Für die tägliche Arbeit mit dem Computer ist ein guter Monitor unerlässlich. Da sich die Anwendungsszenarien im Computerbereich aber nicht nur auf die Büroarbeit beschränken, möchten immer mehr Anwender ihr Gerät zusätzlich multimediatauglich machen. Eine sinnvolle Investition kann dann darin bestehen, von einem Monitor im üblichen Format zu einem 16:9- bzw. 16:10-Breitbildmonitor zu wechseln. TFTs dieser Geräteklasse werden in den Größen 19 bis 27 Zoll angeboten, was Bilddiagonalen von bis zu 60 Zentimetern entspricht. Preislich bewegen diese Modelle sich zwischen 150 und 350 Euro (diese und folgende Preise Stand 2011), wenn man sich für die günstigen TA-Panels entscheidet.
TA-Panels weisen den Vorteil auf, dass sie schnelle Bildbewegungen wiedergeben können, ohne dass es zu Verwischungseffekten kommt. Diese Panels sind zudem in der Herstellung günstig, weshalb sich bei hiermit ausgestatteten TFTs geringe Kaufpreise für den Endverbraucher ergeben. Einer der größten Nachteile ist jedoch in der Farbtreue zu sehen, die für die Fotobearbeitung zum Beispiel in der Regel nicht ausreichend ist. Hier setzt man besser auf ein sogenanntes MVA-Panel, das sich farblich sehr genau kalibrieren lässt. Breitbildmonitore mit einem solchen Panel bewegen sich jedoch in einem sehr viel höheren Preisbereich von 400 bis 1.000 Euro und sind daher eher im professionellen Bereich zu finden. Zudem ergeben sich hier entscheidende Nachteile beim Einsatz in Multimediaszenarien, da die Reaktionszeit dieser Panels nicht so hoch ist wie bei den TA-Alternativen. Die Auswahl des Bildschirms muss also immer von dem Hintergrund des späteren Einsatzgebietes getroffen werden.
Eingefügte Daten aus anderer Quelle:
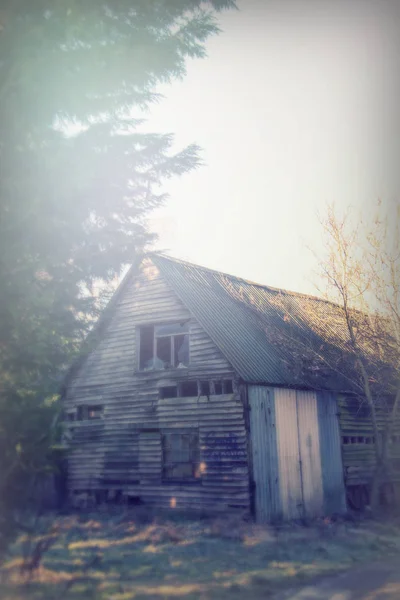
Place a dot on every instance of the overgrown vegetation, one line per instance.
(135, 555)
(79, 174)
(352, 341)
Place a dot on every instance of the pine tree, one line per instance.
(73, 208)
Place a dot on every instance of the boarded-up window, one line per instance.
(180, 456)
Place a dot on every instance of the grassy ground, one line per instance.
(121, 557)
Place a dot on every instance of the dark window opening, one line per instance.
(367, 439)
(217, 388)
(170, 391)
(146, 347)
(188, 389)
(81, 413)
(228, 386)
(164, 346)
(204, 388)
(163, 353)
(181, 350)
(91, 412)
(94, 412)
(180, 456)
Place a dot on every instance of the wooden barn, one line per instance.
(192, 397)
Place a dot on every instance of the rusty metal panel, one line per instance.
(331, 454)
(310, 455)
(288, 453)
(264, 453)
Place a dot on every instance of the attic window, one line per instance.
(92, 412)
(228, 386)
(188, 389)
(204, 388)
(164, 346)
(169, 391)
(217, 388)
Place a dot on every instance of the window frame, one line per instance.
(156, 337)
(192, 479)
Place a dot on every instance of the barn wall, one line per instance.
(331, 457)
(358, 441)
(122, 451)
(268, 502)
(296, 454)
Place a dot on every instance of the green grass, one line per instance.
(111, 557)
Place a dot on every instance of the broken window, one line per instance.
(169, 391)
(217, 388)
(188, 389)
(228, 386)
(94, 412)
(204, 388)
(164, 346)
(146, 347)
(180, 456)
(91, 412)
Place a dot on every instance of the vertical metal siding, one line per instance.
(288, 453)
(310, 456)
(264, 450)
(331, 458)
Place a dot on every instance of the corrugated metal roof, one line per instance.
(268, 335)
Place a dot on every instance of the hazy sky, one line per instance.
(294, 107)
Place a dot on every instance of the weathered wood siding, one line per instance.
(122, 451)
(358, 442)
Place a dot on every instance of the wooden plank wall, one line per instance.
(357, 442)
(125, 445)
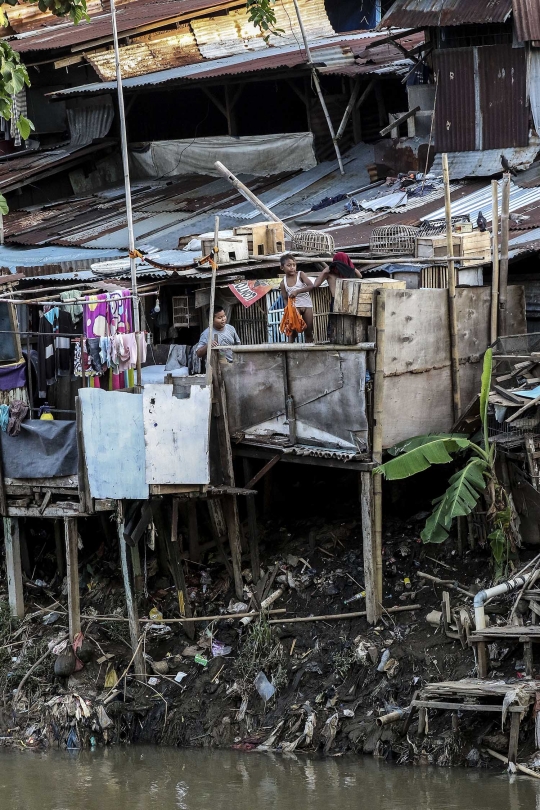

Ebenfalls entscheiden müssen sich die Käufer zwischen den beiden Arten von Hintergrundbeleuchtungen. Während bei älteren Widescreen-TFTs hier einfache Leuchtstoffröhren zum Einsatz kamen, verlässt man sich bei neueren Modellen auf die LED-Technik. Monitore mit beispielsweise 24 Zoll, die früher 50 Watt an Leistung benötigt haben, können mit einer LED-Hintergrundbeleuchtung diesen Verbrauch auf unter 10 Watt senken. Zudem bietet sich dem Betrachter hier ein kontrastreicheres Bild, das zugleich schonender für die Augen ist. Hierin ist auch ein wichtiges Argument für alle diejenigen zu sehen, die viele Stunden am Tag an ihrem Gerät arbeiten müssen.